The challenges before him and the University were no small feat — but he successfully concluded the NCAA issue, worked and repaired relationships with the other University presidents, Governor and State Legislature to establish a new system of higher education governance for Oregon, including institutional boards, and negotiated a fair labor contract with the faculty union.
Despite the competing challenges, President Gottfredson never lost sight of the mission of the University of Oregon and continued to push to move the UO toward even greater academic excellence.
He identified national talent to serve as the Provost and other key leadership positions. He did a top-to-bottom review of UO operations, including how we budget and manage fiscal responsibilities. He established a Presidential Panel to review policies on sexual misconduct and adopt best practices. And he led a comprehensive space-needs assessment to make sure the UO is planning for and positioned to accommodate the growing demands to serve more students into the future.
President Gottfredson also took a critical look at where we are today — and where we need to be — establishing new ambitious but attainable benchmarks to make the UO a leading public research university that can compete on a world stage.
On behalf of the Board of Trustees, we are grateful for the leadership of Michael Gottfredson to put the University of Oregon on a path of excellence in every area that we compete. We wish him the best in his next endeavors.

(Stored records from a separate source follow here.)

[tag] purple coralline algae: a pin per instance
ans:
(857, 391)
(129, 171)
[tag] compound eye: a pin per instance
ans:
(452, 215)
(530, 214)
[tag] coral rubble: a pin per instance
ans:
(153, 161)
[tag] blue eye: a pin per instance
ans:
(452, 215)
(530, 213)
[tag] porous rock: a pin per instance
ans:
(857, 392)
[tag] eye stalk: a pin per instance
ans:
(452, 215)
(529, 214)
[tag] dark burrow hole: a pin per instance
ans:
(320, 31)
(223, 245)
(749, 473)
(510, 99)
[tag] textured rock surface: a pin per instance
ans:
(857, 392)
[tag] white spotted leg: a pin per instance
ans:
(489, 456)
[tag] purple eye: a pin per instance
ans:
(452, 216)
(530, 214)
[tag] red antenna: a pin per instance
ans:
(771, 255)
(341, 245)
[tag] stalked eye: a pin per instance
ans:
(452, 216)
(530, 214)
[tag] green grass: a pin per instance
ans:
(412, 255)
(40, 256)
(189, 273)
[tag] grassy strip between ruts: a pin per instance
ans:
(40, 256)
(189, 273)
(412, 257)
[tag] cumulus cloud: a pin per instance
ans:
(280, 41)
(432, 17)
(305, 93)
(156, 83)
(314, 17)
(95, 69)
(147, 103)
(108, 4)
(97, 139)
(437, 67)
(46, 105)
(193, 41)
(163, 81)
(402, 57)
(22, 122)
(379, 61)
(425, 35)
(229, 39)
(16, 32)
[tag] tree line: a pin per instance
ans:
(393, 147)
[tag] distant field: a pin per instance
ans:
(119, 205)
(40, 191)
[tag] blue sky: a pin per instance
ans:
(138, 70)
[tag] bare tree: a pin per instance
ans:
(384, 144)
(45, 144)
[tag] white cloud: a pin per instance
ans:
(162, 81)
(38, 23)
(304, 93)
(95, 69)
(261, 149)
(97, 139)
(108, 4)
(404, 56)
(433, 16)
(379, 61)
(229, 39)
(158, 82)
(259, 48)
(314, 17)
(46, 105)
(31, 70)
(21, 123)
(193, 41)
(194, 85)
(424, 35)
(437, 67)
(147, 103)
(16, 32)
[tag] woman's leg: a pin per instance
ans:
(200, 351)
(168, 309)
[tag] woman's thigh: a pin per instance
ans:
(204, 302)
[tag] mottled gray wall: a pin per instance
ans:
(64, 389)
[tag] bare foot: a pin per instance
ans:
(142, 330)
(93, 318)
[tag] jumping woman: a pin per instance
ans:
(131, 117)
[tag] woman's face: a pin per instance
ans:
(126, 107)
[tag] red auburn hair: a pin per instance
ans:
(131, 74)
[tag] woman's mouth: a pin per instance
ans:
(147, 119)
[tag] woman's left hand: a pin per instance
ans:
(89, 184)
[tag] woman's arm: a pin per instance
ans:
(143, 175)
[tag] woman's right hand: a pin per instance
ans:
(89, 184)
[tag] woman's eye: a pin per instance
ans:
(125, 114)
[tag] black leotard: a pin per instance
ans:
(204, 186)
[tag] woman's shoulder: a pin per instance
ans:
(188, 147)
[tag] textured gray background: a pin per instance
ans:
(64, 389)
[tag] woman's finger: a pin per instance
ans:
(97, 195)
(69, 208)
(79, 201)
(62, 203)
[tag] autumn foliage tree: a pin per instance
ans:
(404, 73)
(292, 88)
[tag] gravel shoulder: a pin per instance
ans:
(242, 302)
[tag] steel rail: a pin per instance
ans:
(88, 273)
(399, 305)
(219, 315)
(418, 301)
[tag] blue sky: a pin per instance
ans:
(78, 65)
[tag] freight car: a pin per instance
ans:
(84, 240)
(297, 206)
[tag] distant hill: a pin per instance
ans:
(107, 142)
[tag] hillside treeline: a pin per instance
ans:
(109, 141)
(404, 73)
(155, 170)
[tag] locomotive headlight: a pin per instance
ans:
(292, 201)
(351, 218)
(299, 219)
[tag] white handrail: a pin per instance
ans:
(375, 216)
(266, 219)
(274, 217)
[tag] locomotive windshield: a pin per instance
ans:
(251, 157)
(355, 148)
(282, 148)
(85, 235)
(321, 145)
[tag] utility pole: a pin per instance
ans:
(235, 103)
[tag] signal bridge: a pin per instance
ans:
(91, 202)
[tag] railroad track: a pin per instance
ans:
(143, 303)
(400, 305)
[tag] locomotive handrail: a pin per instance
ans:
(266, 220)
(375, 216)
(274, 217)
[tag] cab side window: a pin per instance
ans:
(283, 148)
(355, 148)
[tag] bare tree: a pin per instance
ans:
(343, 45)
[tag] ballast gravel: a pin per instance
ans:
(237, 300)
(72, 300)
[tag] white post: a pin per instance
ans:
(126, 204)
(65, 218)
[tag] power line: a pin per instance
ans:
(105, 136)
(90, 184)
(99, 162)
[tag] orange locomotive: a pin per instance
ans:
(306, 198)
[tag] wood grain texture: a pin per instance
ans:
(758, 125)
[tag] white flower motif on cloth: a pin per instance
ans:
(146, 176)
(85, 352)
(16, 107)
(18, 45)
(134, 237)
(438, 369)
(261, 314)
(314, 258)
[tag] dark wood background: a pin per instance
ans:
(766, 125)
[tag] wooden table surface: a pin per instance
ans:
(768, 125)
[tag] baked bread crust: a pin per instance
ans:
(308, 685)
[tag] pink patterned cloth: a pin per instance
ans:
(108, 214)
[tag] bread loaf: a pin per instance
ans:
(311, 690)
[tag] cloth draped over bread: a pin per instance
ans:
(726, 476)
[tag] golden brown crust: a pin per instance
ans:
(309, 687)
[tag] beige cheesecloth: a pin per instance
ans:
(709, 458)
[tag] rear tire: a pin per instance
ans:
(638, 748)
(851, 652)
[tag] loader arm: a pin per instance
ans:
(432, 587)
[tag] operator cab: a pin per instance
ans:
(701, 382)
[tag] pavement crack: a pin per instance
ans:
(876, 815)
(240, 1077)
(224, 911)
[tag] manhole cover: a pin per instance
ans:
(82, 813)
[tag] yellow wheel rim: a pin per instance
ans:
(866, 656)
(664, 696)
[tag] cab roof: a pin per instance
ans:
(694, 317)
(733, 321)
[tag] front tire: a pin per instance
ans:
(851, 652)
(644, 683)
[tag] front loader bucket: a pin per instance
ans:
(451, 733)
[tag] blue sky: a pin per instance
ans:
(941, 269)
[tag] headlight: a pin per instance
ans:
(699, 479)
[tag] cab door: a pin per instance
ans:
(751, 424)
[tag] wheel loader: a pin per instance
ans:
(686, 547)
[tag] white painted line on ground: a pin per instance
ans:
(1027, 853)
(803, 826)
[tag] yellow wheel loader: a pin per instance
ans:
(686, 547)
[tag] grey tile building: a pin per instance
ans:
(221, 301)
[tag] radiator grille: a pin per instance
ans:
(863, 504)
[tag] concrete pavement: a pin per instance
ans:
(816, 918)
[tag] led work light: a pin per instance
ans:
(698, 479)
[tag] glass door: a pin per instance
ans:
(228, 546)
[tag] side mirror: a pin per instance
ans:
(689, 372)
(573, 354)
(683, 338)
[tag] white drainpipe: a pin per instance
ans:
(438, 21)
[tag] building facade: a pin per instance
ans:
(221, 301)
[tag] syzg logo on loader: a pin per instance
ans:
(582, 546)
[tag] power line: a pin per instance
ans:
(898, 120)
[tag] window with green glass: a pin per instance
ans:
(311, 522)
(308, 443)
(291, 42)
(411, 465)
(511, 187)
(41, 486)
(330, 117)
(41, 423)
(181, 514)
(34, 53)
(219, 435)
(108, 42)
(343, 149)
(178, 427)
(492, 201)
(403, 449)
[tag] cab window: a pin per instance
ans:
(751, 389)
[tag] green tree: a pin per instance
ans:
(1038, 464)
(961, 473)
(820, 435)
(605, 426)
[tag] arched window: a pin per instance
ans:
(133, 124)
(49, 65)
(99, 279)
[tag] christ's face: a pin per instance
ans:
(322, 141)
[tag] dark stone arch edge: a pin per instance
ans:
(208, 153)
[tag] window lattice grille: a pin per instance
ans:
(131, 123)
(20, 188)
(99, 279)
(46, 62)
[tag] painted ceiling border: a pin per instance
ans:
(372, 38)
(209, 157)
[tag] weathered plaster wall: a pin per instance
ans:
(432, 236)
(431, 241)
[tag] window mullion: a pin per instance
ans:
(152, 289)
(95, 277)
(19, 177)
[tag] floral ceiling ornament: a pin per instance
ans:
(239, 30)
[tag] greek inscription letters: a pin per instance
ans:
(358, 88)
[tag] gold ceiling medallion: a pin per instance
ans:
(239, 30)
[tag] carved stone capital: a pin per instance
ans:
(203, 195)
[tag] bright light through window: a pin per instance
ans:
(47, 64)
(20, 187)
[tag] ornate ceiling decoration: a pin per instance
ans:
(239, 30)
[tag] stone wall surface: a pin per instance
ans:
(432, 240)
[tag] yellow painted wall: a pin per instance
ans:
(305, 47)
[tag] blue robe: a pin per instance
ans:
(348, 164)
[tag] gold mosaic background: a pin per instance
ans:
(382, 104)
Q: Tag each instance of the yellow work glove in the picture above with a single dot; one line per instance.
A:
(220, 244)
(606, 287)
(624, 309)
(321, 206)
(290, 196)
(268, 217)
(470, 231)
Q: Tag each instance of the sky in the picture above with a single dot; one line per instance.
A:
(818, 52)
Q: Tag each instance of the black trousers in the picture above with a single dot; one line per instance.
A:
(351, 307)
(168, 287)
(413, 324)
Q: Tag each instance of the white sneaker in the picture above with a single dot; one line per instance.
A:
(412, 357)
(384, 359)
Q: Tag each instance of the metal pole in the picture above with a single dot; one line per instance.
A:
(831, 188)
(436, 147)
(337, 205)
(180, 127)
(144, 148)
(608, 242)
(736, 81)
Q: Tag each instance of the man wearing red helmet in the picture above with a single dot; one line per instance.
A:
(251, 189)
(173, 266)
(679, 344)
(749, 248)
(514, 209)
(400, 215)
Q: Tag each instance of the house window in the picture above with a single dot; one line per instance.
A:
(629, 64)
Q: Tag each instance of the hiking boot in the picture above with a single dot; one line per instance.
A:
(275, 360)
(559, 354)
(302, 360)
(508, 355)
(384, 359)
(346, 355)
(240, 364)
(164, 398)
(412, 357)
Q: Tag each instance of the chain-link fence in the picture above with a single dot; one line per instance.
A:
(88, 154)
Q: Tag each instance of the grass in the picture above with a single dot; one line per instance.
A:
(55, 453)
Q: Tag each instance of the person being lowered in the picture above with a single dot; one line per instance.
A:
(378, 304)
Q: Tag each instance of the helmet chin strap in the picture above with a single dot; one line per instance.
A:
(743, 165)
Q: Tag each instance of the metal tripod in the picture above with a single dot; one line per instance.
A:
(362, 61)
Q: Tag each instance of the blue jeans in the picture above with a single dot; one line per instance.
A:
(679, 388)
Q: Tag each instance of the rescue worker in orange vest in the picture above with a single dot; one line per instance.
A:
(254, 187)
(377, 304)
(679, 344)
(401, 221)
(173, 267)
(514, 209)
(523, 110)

The Board looks forward to seeking new leadership at this time to continue the work he started and continue to build on the legacy of the University of Oregon.
Chair, Board of Trustees of the University of Oregon
And the last word, from the comments in the RG:
Gottfredson is off “down the road”
All his idea, so the public is told.
That 940K?…why t’was just a gift.
nothing to do with any rift.
See, we’ve got two funds, one code name “slush”
One even bigger, code name “hush”.
and we can spend the dough as we see fit,
not a damn thing you can do ’bout it.
We’re the ‘new sheriff in town’, so give us space,
as we choose, to run this place.
and if our actions, you don’t like
go join Michael on his well-paid hike.